7th September. A Wryneck had been seen at Cosmeston Lakes so with the family having gone back to bed I zoomed out at 11am to hopefully get me a nice tick. On arriving and finding my way over to the Dragonfly pool, there were several other birders looking for it. After looking for around 20 minutes and having seen nothing more exciting than a few score Hirundines on the move, I thought I noticed something move in a bush but wasn't sure so headed over in its general direction. After waiting for what seemed like far too long I edged a little closer and had another look without seeing anything. All of a sudden a bird flew from the base of the bush which turned out to be the Wryneck! My sum total view lasted around 4 seconds as I watched a stripy tail and rump disappear into thick tree cover with its undulating flight, not to be relocated again by myself or any other birders. Well it was a new lifer but maybe if I'd just waited one more minute, who knows if I could have got a few good pictures?
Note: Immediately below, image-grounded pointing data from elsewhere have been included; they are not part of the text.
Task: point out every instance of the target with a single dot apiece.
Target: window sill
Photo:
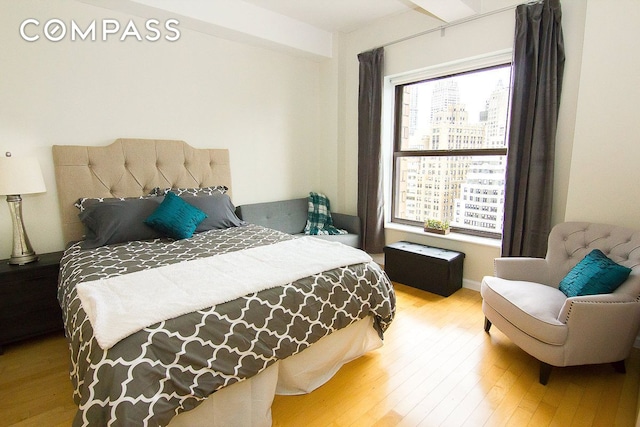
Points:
(458, 237)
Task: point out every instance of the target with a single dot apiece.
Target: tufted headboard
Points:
(131, 168)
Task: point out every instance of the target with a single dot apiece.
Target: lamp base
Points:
(23, 259)
(22, 252)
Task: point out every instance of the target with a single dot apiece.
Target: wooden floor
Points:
(437, 368)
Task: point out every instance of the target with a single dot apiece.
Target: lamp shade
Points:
(20, 175)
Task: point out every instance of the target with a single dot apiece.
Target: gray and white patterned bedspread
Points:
(170, 367)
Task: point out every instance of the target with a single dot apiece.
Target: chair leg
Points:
(619, 367)
(545, 371)
(487, 325)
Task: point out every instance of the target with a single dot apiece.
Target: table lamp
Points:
(20, 175)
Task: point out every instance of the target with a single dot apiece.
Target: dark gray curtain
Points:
(370, 189)
(537, 83)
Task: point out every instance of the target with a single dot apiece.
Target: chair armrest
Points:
(612, 321)
(351, 223)
(610, 303)
(522, 268)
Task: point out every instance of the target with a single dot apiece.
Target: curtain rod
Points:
(441, 28)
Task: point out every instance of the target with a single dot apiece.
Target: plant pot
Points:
(436, 231)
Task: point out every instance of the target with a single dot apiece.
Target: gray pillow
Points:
(118, 221)
(219, 209)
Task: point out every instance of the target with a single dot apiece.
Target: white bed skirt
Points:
(249, 402)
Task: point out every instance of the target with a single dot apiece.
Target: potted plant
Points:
(436, 226)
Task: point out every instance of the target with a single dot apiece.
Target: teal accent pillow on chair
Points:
(175, 217)
(594, 274)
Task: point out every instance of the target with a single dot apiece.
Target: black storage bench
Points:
(424, 267)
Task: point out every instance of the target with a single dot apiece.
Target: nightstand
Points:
(28, 298)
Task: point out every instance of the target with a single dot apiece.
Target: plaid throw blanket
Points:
(319, 217)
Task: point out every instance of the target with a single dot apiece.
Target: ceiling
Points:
(336, 15)
(301, 26)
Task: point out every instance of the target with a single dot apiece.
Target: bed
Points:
(217, 363)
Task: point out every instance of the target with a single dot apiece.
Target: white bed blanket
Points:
(120, 306)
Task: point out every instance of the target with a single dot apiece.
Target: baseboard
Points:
(471, 284)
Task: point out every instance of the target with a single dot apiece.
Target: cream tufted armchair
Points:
(524, 302)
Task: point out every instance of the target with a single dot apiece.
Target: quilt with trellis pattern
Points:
(172, 366)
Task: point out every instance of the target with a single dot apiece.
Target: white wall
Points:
(478, 37)
(605, 176)
(261, 104)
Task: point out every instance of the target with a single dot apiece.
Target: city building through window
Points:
(450, 150)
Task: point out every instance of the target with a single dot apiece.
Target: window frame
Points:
(392, 117)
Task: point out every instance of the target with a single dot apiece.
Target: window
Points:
(450, 146)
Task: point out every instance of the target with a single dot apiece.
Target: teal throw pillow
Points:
(175, 217)
(594, 274)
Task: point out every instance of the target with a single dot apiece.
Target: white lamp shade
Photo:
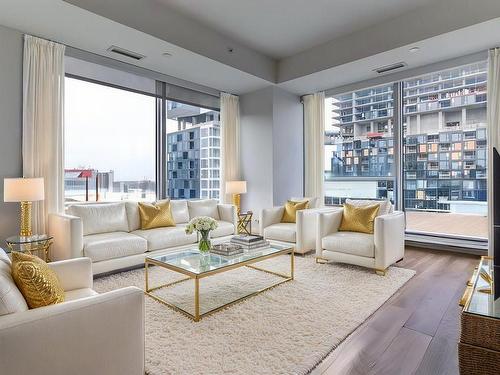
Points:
(236, 187)
(23, 189)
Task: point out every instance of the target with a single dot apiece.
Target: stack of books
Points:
(250, 242)
(226, 249)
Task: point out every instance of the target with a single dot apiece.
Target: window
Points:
(110, 146)
(443, 139)
(198, 130)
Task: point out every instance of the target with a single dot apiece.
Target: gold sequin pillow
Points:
(156, 215)
(37, 282)
(291, 208)
(359, 218)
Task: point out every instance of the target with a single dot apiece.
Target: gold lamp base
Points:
(25, 220)
(236, 202)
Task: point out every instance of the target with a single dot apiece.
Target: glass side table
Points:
(245, 222)
(38, 244)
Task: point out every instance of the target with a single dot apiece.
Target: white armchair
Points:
(378, 250)
(302, 233)
(89, 333)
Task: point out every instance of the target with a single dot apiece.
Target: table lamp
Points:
(24, 190)
(236, 188)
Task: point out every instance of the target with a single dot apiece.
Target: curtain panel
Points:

19th September. A nice sunny morning and a high tide to coincide with my journey to work tempted me into a detour via Goldcliff. Good numbers of waders on the pool just about viewable from the third platform (what the hell are they doing to the place?) which included around 100 roosting Knot, a few Little Stint and a handful of Curlew Sandpiper which, with my colour blindness, I had tremendous difficulty in distinguishing from the numerous Dunlin also present. I managed a few rough record shots through the scope at the obligatory range you are restricted to when birding at Goldcliff. Also present were Avocet, Black-Tailed Godwit, Little Egret, Curlew, Redshank, Greenshank and a single Spotted Redshank.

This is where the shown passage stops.